See Update on LZMA Compression Memory Usage

New Methodology for setting Chunk Sizes

One of the first things I changed in lrzip-next was to alter the way that block sizes were computed in the open_stream_out function. The methodology (still employed in lrzip) favored having high number of threads, even if it meant reducing individual block sizes. A smaller block size defeats the purpose of Long Range Zip since a small block has nothing long about it. Depending on the amount of system ram, the old method created some very odd results. Consider...

1,158,307,840 byte Kernel Source, 8MB System Ram

Current lrzip

Compression Level # Threads Chunk Size # Blocks Compression Ratio LZMA Dictionary Size
5 9 128,700,872 8 6.568 1,048,576
6 9 128,073,425 8 6.649 4,194,304
7 9 55,721,681 16 7.770 16,777,216
8 8 10,485,760 85 7.610 33,554,432

lrzip-next

Compression Level # Threads Block Size # Blocks Compression Ratio LZMA Dictionary Size
5 9 128,700,872 8 7.816 16,777,216
6 5 231,661,568 5 7.850 22,020,096
7 5 231,661,568 4 7.995 22,020,096
8 5 231,661,568 4 8.001 22,020,096

It was the 85 Blocks!

When I discovered the 85 blocks, it forced a revisit to the methodology. The methodology now tries first, reduce threads, then reduce LZMA Dictionary size, test against memory limit.
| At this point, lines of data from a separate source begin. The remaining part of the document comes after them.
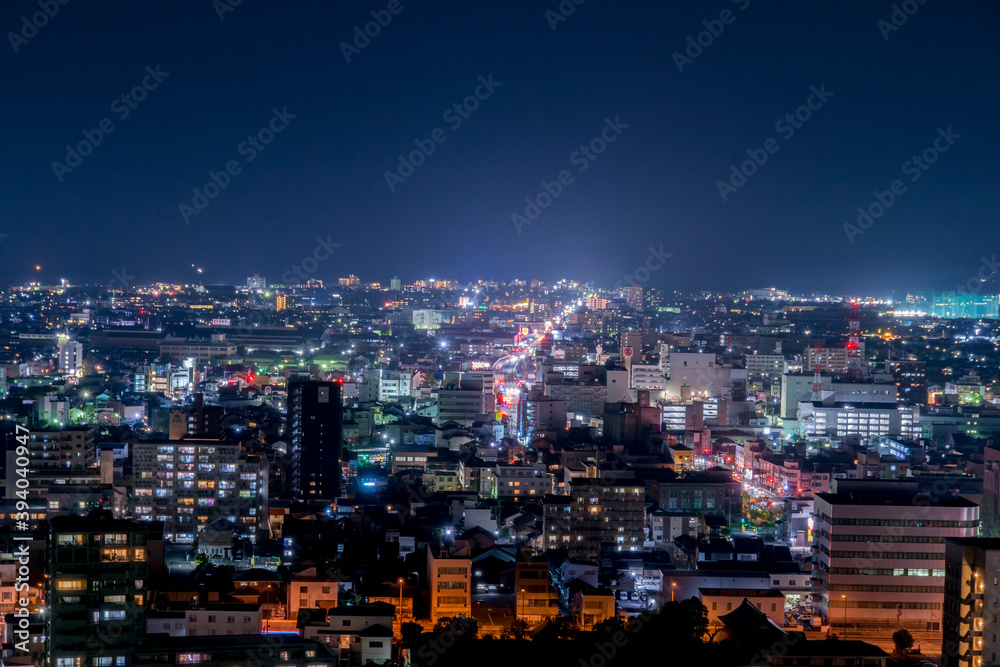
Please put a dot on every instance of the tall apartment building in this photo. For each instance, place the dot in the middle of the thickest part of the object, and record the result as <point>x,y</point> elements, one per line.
<point>187,484</point>
<point>98,582</point>
<point>70,356</point>
<point>315,428</point>
<point>449,580</point>
<point>879,554</point>
<point>971,591</point>
<point>72,448</point>
<point>596,515</point>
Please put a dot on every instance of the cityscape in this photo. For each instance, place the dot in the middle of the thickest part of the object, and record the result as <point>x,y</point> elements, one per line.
<point>570,333</point>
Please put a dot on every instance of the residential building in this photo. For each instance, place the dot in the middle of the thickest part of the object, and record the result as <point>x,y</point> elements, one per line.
<point>596,515</point>
<point>535,597</point>
<point>315,416</point>
<point>970,607</point>
<point>188,484</point>
<point>99,577</point>
<point>449,581</point>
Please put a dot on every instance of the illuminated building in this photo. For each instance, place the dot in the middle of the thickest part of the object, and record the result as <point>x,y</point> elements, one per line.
<point>879,555</point>
<point>970,590</point>
<point>99,577</point>
<point>596,515</point>
<point>315,414</point>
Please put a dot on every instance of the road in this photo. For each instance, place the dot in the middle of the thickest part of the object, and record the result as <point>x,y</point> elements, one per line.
<point>510,375</point>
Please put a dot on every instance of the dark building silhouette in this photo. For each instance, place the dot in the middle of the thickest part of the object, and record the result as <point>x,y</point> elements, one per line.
<point>315,413</point>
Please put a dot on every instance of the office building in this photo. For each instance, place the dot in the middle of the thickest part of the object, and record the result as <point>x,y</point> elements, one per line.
<point>879,554</point>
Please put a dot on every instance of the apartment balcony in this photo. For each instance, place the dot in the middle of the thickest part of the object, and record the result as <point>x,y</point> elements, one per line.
<point>972,597</point>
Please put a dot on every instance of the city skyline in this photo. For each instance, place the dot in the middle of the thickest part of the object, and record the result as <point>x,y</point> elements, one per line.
<point>727,136</point>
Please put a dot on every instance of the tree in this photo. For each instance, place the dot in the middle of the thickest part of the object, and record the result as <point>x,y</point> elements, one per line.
<point>902,639</point>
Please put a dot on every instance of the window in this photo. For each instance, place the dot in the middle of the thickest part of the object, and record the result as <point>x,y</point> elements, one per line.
<point>114,555</point>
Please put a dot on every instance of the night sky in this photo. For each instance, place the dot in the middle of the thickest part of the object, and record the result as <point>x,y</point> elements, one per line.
<point>656,184</point>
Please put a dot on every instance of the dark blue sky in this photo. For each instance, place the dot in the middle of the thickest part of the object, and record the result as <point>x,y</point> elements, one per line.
<point>656,184</point>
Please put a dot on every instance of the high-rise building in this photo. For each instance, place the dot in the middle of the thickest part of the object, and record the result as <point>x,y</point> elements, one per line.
<point>187,484</point>
<point>99,577</point>
<point>879,555</point>
<point>70,356</point>
<point>315,428</point>
<point>633,297</point>
<point>597,514</point>
<point>970,594</point>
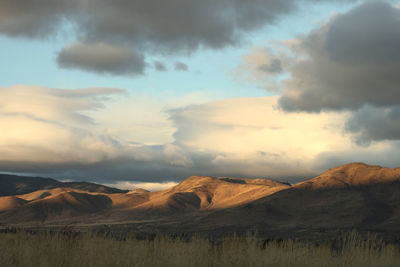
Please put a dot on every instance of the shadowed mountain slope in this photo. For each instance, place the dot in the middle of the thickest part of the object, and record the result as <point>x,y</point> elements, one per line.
<point>350,196</point>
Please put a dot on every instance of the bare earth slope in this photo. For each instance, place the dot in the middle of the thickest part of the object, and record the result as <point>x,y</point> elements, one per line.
<point>350,196</point>
<point>15,185</point>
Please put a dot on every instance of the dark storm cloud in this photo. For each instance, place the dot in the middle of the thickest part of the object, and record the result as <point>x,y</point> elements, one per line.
<point>180,66</point>
<point>149,26</point>
<point>160,66</point>
<point>101,58</point>
<point>351,61</point>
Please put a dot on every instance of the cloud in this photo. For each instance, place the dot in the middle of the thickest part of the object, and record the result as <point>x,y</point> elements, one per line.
<point>101,58</point>
<point>375,124</point>
<point>253,137</point>
<point>63,134</point>
<point>36,18</point>
<point>48,125</point>
<point>349,62</point>
<point>151,27</point>
<point>274,67</point>
<point>160,66</point>
<point>180,66</point>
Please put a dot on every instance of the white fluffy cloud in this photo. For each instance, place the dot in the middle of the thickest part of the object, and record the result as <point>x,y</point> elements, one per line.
<point>71,134</point>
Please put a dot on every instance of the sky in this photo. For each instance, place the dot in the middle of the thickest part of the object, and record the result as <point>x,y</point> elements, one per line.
<point>144,93</point>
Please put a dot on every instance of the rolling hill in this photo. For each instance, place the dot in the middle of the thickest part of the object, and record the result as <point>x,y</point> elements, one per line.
<point>351,196</point>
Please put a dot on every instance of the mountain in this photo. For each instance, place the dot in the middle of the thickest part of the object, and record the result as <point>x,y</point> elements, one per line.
<point>16,185</point>
<point>351,196</point>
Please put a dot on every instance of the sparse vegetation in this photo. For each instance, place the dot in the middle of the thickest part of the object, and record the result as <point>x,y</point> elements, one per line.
<point>71,249</point>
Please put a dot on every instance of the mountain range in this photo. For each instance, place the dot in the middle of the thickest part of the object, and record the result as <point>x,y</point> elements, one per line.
<point>353,196</point>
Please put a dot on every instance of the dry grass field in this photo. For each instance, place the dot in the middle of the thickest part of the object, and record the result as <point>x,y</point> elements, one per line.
<point>24,249</point>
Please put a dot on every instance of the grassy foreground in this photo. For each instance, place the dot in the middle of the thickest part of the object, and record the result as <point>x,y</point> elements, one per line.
<point>24,249</point>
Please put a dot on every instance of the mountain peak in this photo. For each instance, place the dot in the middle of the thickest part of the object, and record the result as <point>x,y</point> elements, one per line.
<point>352,174</point>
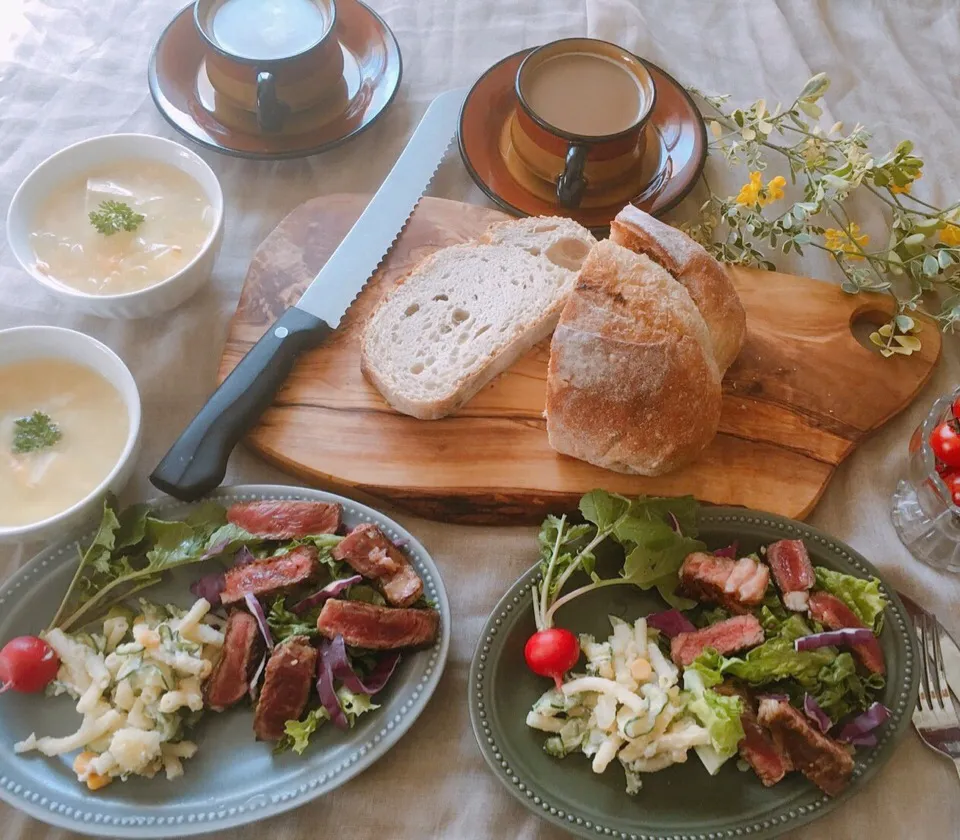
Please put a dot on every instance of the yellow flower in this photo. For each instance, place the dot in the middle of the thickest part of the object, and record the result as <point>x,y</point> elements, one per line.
<point>755,192</point>
<point>950,235</point>
<point>846,240</point>
<point>775,189</point>
<point>906,187</point>
<point>750,192</point>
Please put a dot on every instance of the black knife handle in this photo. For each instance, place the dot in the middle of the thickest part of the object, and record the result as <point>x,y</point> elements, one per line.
<point>197,462</point>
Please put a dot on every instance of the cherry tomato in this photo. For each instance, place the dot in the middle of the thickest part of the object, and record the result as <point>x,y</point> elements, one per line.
<point>945,442</point>
<point>952,480</point>
<point>551,653</point>
<point>27,664</point>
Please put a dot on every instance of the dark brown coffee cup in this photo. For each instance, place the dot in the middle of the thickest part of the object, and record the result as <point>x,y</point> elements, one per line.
<point>274,87</point>
<point>581,159</point>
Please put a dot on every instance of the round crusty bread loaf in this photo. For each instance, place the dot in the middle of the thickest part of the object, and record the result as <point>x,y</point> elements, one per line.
<point>704,278</point>
<point>633,385</point>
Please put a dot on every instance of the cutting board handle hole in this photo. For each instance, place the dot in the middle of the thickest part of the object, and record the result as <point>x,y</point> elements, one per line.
<point>865,321</point>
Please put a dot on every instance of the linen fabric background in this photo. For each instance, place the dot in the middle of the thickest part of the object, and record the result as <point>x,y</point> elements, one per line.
<point>71,69</point>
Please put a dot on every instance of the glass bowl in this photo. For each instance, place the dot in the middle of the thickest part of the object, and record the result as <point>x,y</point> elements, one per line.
<point>924,515</point>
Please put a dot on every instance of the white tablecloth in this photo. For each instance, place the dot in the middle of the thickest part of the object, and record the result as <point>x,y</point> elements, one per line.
<point>72,69</point>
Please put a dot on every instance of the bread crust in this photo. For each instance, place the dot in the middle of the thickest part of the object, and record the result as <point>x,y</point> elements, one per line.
<point>705,279</point>
<point>632,384</point>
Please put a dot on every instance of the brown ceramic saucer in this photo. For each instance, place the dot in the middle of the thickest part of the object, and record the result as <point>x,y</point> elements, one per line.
<point>183,93</point>
<point>675,152</point>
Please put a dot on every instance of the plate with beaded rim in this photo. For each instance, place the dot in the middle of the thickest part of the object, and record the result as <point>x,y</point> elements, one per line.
<point>681,802</point>
<point>233,780</point>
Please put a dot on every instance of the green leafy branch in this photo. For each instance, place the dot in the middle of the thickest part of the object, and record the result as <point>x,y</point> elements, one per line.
<point>921,253</point>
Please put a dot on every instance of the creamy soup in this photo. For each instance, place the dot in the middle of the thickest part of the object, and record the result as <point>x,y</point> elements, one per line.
<point>70,426</point>
<point>583,93</point>
<point>177,219</point>
<point>265,29</point>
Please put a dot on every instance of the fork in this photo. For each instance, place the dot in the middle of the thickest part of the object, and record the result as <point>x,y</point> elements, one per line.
<point>935,717</point>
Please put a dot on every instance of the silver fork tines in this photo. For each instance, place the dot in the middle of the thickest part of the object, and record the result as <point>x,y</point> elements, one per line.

If OK break out. If not, reduce Dictionary by 10% and try again. This method favors larger block sizes.

The end result is a slightly smaller dictionary size than the LZMA spec would have, and fewer threads than current. The benefit is still a larger Dictionary and a much larger block size to pass to the backend compressor. The goal was to keep Dictionary size >= 16MB and to keep threads >=4.

The same methodology was applied to ZPAQ as well and its Block Sizes. This makes ZPAQ compression much more efficient.

In pseudo-code

MAX_THREADS=current_number_of_threads
MIN_THREADS=4 or current_number_of_threads, whichever is lower
While Overhead * Num_Threads > limit_usable_ram
do
    Dictionary_Size = lower power of 2^n or 3^n
    Recompute_Overhead()
    for threads = MAX_THREADS; threads > MIN_THREADS; threads--
    do
        if Overhead * threads <= limit_usable_ram; then break!
    done
    can we do again? Or, are minimums passed?
done

If still not resolved, keep reducing threads until 1.